The manga was licensed for English release in North America by Viz Media, with the fourteen volumes released from October 20, 2004, to December 12, 2006. Chuang Yi published the series in English, with one edition in Singapore and a separate edition in Australia and New Zealand.

A second series by Aoki, titled Beyblade Rising (爆転SHOOT ベイブレード RISING, Bakuten Shūto Beiburēdo Rising), was serialized in Shogakukan's seinen manga magazine CoroCoro Aniki from July 15, 2016, until March 15, 2021, when the magazine ceased its publication; the series continued on the CoroCoro Online website, with two chapters published on June 15 and 25, respectively. Shogakukan collected its chapters in four tankōbon volumes, released from December 12, 2017, to August 11, 2021.

=== Anime ===

The series was adapted in a television anime series produced by Madhouse, making it the studio's first use of digital ink and paint. Spanning 51 episodes, the series aired in Japan on TV Tokyo from January 8, 2001, to December 24, 2001. A sequel series produced by Nihon Animedia titled Beyblade V-Force ran for another 51 episodes from January 7, 2002, until December 30, 2002. The third series, Beyblade G-Revolution, ran for 52 episodes from January 6 to December 29, 2003.

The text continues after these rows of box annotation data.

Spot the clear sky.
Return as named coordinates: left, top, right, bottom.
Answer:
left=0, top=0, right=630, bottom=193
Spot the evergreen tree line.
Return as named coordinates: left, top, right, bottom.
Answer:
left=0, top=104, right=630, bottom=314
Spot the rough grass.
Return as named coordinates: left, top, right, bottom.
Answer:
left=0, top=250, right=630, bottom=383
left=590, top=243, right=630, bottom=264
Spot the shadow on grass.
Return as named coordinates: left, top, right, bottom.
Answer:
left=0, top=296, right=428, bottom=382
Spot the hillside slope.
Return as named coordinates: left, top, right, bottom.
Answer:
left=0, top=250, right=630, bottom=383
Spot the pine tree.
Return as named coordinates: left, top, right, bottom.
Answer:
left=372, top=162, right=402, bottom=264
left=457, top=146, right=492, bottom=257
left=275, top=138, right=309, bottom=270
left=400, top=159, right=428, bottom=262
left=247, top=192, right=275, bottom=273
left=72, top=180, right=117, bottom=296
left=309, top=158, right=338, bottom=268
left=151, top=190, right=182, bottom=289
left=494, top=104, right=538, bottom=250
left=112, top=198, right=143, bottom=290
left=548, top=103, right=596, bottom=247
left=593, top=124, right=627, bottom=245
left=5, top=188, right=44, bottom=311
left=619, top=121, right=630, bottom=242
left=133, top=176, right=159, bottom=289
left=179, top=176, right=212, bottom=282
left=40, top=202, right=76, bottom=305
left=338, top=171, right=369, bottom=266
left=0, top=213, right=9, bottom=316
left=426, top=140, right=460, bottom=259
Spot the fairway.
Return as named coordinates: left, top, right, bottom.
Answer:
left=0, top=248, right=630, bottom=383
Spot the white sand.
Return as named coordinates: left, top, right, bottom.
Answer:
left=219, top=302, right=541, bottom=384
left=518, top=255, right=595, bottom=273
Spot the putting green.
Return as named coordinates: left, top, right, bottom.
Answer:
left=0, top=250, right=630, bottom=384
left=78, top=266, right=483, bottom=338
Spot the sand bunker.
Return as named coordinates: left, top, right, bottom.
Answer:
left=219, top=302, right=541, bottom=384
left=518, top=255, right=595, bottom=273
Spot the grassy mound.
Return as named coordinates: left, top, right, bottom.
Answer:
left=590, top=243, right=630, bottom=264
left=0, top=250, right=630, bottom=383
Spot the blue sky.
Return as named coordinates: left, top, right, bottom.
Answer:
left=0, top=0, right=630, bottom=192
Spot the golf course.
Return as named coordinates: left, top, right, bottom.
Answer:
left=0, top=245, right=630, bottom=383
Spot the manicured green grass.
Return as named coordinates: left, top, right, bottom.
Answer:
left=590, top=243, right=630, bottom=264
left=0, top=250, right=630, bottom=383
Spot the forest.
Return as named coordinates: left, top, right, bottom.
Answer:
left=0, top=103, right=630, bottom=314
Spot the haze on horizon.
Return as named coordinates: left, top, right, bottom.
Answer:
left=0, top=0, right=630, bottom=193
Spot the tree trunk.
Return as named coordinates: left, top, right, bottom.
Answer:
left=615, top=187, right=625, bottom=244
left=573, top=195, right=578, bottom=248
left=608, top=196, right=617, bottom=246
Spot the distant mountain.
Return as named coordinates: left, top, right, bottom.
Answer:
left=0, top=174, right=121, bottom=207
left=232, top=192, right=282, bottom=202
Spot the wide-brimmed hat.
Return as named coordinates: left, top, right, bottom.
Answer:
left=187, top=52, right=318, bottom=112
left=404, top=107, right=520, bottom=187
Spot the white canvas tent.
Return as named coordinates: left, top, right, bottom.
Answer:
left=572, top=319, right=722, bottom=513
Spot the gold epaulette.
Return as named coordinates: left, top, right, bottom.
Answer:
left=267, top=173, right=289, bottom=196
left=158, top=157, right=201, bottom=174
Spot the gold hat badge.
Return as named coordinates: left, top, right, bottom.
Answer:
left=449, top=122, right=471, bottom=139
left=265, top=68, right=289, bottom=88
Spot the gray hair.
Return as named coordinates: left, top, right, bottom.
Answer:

All three seasons were licensed for English adaptation, broadcast, and release by Nelvana. The series was broadcast on the sibling cable channel YTV in Canada and ABC Family in the United States in 2002. Reruns were also seen on Toon Disney, as part of Jetix from 2004–2005, and again in 2006, as part of Jetix's "Anime Invasion Sundays" block. The series was distributed by Geneon Entertainment for its first two seasons and Funimation for the third season. The license for all three seasons were acquired by Discotek Media on November 30, 2018. They released all three on English dub-only standard definition Blu-ray; the first season on January 29, V-Force on February 26, and G-Revolution on March 26, 2019.

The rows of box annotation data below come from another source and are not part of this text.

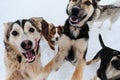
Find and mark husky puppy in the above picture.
[37,0,98,80]
[4,17,43,80]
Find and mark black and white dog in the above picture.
[37,0,100,80]
[87,35,120,80]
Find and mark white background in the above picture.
[0,0,120,80]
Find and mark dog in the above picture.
[42,23,63,50]
[4,17,45,80]
[87,34,120,80]
[90,0,120,30]
[36,0,97,80]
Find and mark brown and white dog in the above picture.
[36,0,98,80]
[4,18,47,80]
[42,23,63,50]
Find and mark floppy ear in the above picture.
[59,26,64,32]
[48,23,54,30]
[95,0,101,4]
[3,22,13,41]
[30,17,43,30]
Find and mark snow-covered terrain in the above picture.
[0,0,120,80]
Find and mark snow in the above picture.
[0,0,120,80]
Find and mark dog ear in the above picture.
[59,26,64,32]
[48,23,54,30]
[3,22,13,41]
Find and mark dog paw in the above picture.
[86,60,92,65]
[35,74,46,80]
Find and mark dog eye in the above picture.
[12,31,19,36]
[85,1,91,6]
[29,28,35,33]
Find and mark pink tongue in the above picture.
[26,52,34,60]
[72,17,77,21]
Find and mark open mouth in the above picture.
[23,50,35,63]
[22,39,39,63]
[69,15,87,24]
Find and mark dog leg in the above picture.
[36,50,67,80]
[98,21,104,29]
[71,60,85,80]
[109,23,112,31]
[86,58,100,65]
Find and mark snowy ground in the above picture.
[0,0,120,80]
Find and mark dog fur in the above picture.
[87,35,120,80]
[90,0,120,30]
[42,23,63,50]
[36,0,97,80]
[4,17,46,80]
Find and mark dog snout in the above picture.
[56,37,59,41]
[21,40,32,50]
[112,59,120,70]
[71,7,80,16]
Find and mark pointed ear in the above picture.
[30,17,43,30]
[3,22,13,41]
[48,23,54,30]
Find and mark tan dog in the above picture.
[37,0,98,80]
[4,18,46,80]
[42,22,63,50]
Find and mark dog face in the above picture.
[49,24,63,44]
[4,18,41,63]
[66,0,97,26]
[111,51,120,70]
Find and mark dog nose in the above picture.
[21,40,32,50]
[56,37,59,41]
[71,7,79,16]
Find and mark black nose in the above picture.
[71,7,79,16]
[21,40,32,50]
[56,37,58,41]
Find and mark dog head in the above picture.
[4,18,42,63]
[66,0,98,26]
[48,24,63,44]
[111,51,120,70]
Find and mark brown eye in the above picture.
[29,28,35,33]
[85,1,91,6]
[12,31,19,36]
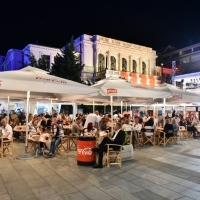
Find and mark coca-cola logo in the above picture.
[78,147,92,156]
[173,94,182,99]
[36,76,67,84]
[107,88,117,94]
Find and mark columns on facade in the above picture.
[127,56,133,72]
[93,44,99,73]
[148,59,152,75]
[106,51,111,69]
[117,53,122,71]
[138,57,142,74]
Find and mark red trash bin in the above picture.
[77,137,96,166]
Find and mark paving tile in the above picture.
[135,165,162,175]
[131,179,183,199]
[117,172,139,181]
[0,194,11,200]
[26,178,49,188]
[128,169,169,185]
[32,186,56,199]
[100,185,139,200]
[156,173,200,191]
[164,183,200,200]
[178,197,195,200]
[134,190,168,200]
[62,192,90,200]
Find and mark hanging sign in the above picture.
[172,94,183,99]
[185,107,196,111]
[175,107,184,111]
[107,88,117,95]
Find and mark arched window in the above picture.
[110,56,116,70]
[98,54,105,72]
[133,60,137,73]
[142,62,147,74]
[122,58,127,72]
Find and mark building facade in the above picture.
[22,44,61,69]
[0,56,5,71]
[74,34,157,82]
[162,43,200,88]
[2,34,157,85]
[1,49,23,71]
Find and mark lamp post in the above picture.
[106,51,108,70]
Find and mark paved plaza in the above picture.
[0,139,200,200]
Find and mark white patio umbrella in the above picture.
[155,83,200,103]
[93,76,171,131]
[0,66,98,157]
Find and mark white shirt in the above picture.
[1,124,13,140]
[133,123,142,131]
[112,129,121,140]
[84,113,99,128]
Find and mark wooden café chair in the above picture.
[105,144,122,167]
[159,130,174,146]
[0,138,13,158]
[143,126,155,145]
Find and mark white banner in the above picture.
[185,107,196,111]
[175,107,184,111]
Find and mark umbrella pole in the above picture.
[50,99,53,115]
[121,101,123,115]
[163,98,166,126]
[17,91,34,160]
[110,96,113,133]
[92,101,94,113]
[25,91,30,153]
[7,96,10,124]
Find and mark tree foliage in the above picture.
[26,53,49,71]
[51,38,84,82]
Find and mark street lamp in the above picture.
[106,51,108,70]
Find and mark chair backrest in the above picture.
[179,126,186,131]
[144,126,154,133]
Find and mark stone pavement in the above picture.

Several spin-off series have since been produced, including Beyblade: Metal Saga, the BeyWheelz series, Beyblade Burst, and Beyblade X.

=== Live-action film ===
A Deadline Hollywood piece in May 2015 reported that Paramount Pictures had acquired the rights to make a live action film based on Beyblade after the box office success of Hasbro's Transformers and G.I. Joe film series. The film was announced to be produced by Mary Parent through her Disruption Entertainment (later Legendary Entertainment) banner.
In February 2022, it was reported that Jerry Bruckheimer would be producing the film.

== Reception ==

Common Sense Media described the series as a "formulaic toy-inspired series [that] has some good messages." Don Houston of DVD Talk wrote, "The show is just one long repetitive commercial, and not a well made commercial at that."